For the moment Hooper and Cannon are indeed calling the shots. The jilted principals of the first film might not like the way the sequel's been cast, but surely Hooper and Cannon are within their rights. Robert Burns, however, says there's another way of looking at the issue, a moral point to be made, "If you were an integral part of one of the most successful endeavors in Tobe Hooper's history," he said, "would you do the sequel for minimum wage? And especially when you had been ripped-off blind on the original?"
Gunnar Hansen said Burns is right on the money, though he notes that his eyes did not exactly light up with dollar signs when he learned that he might be cast. "The irony is that $10,000 is a nice bit of money for eight weeks' work," he said. "But I got taken the first time, as we all did. I simply wanted some indication that they were conceding something.
"In Chainsaw, we never really knew who screwed us," continued Hansen. "We had a feeling we'd been taken by the distributor, but maybe also by the production company. A lot of people took their piece of meat out of Chainsaw before the people who put their blood into it got theirs. We just felt that #2 would give us an opportunity to get something out of the first film."
Ed Neal contended, moreover, that Cannon's or Hooper's decision to scrimp on salaries may not only have been bad manners, but also bad business. "If these people at Cannon are the astute businessmen people say they are," he noted, "why didn't it occur to them that they could have wrangled $2 million in publicity by rehiring the original cast?" Neal said that he learned that several national newspapers and magazines had expressed interest in publishing articles about the Chainsaw principals and their doings during the last 14 years. "But when they heard that nonentities had been hired instead, their interest just dried up. So they saved themselves, say $125,000 to $175,000 in salaries, and lost out of the opportunity to hype the thing properly."
Neal said that he had attended a science fiction convention in Houston recently, and learned that the fans there were irate over the casting of the film, and were planning to petition the producers of the sequel. Neal claimed he told them it would be a fruitless gesture. "But it would have been apt. If they had called the sequel something else, I wouldn't have said a word. But they called it Chainsaw II, and that has all kinds of connotations!"

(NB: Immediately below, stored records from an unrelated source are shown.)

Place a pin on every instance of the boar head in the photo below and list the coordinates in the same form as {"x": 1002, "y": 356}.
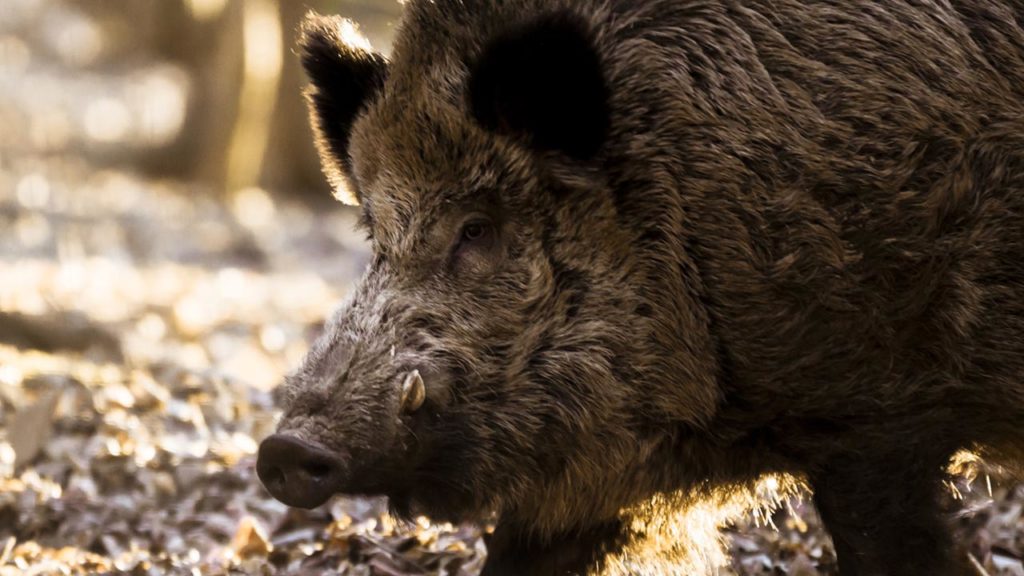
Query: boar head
{"x": 498, "y": 351}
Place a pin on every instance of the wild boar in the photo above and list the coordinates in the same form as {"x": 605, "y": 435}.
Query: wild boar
{"x": 632, "y": 255}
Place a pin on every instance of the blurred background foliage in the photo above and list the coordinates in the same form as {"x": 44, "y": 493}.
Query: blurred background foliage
{"x": 206, "y": 91}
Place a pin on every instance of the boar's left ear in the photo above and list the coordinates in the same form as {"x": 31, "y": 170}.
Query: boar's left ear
{"x": 543, "y": 82}
{"x": 345, "y": 76}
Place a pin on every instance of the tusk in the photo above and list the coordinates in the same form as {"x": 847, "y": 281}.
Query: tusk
{"x": 413, "y": 392}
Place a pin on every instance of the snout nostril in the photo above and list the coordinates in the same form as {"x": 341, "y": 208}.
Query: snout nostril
{"x": 272, "y": 476}
{"x": 317, "y": 469}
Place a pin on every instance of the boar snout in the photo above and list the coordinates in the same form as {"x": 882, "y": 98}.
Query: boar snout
{"x": 297, "y": 472}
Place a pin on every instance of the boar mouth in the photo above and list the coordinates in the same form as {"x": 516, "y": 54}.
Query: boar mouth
{"x": 297, "y": 472}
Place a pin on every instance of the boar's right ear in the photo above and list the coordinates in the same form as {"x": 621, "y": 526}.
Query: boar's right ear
{"x": 543, "y": 82}
{"x": 344, "y": 76}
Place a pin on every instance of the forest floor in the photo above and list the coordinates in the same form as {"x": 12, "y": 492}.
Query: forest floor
{"x": 142, "y": 326}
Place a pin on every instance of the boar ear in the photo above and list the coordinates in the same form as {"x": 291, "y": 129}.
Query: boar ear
{"x": 344, "y": 76}
{"x": 543, "y": 81}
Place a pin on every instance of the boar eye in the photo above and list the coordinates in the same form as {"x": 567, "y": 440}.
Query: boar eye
{"x": 475, "y": 235}
{"x": 473, "y": 232}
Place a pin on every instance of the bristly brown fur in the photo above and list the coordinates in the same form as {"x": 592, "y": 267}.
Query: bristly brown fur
{"x": 793, "y": 245}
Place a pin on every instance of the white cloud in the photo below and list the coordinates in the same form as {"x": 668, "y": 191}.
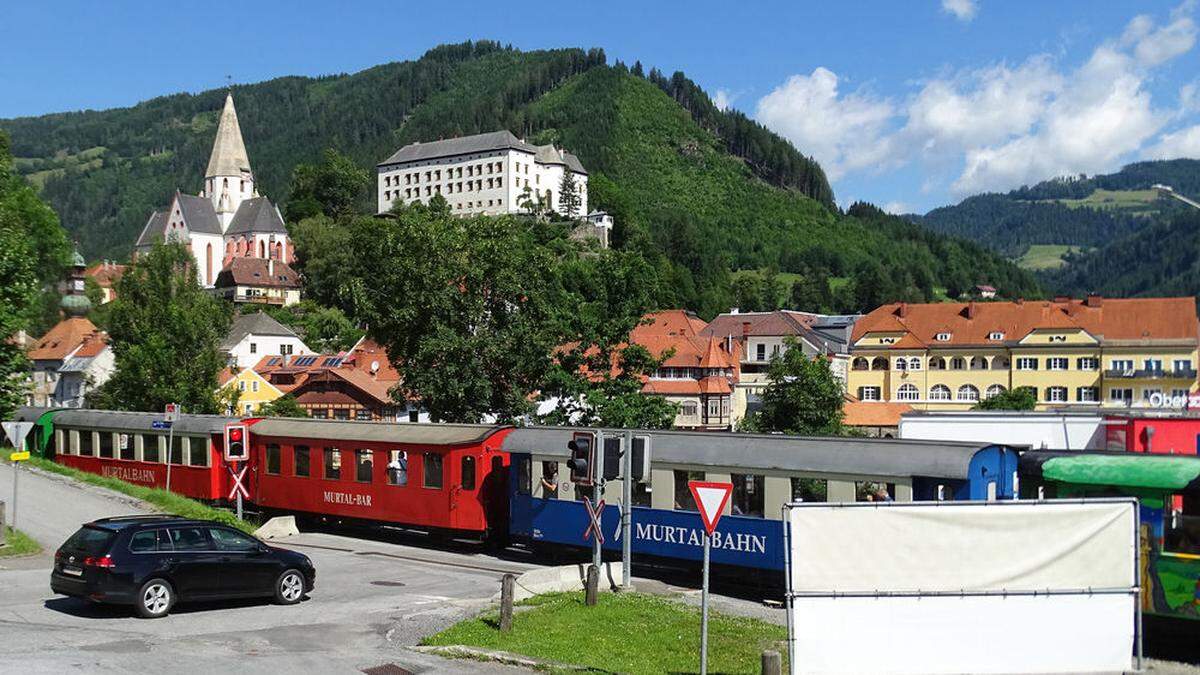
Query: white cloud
{"x": 844, "y": 132}
{"x": 963, "y": 10}
{"x": 1183, "y": 143}
{"x": 723, "y": 99}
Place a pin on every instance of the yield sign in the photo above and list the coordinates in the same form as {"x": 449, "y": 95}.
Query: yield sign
{"x": 711, "y": 500}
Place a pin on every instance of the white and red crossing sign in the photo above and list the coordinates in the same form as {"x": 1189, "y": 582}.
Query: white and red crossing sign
{"x": 239, "y": 488}
{"x": 594, "y": 514}
{"x": 711, "y": 500}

Chainsaw II publicist Holton thinks that Neal's market analysis is somewhat off the mark. The only market likely to be affected by the casting policy, he said, is that comprised of hard-core Chainsaw fans. "I don't think the broad-based market is even aware of who the actors in the first film were. If they were Robert Redford and people of that caliber, there would be good reason to think about bringing those people back. But who are Neal, Hansen or Burns?"
Or Dugan, for that matter. Just a guy with a tough nut to crack who thought he at least had a break coming to him. "Sure it was legitimate for Tobe to cast the movie the way he wanted to," said Dugan. "Tobe doesn't owe any of us jack shit! But damn it! It would have been nice to have been able to do the picture, get some publicity, maybe a career boost, the possibility of another job. It would have been a fun way to spend the summer and make some money. And it would have been the gentlemanly thing for Tobe to do."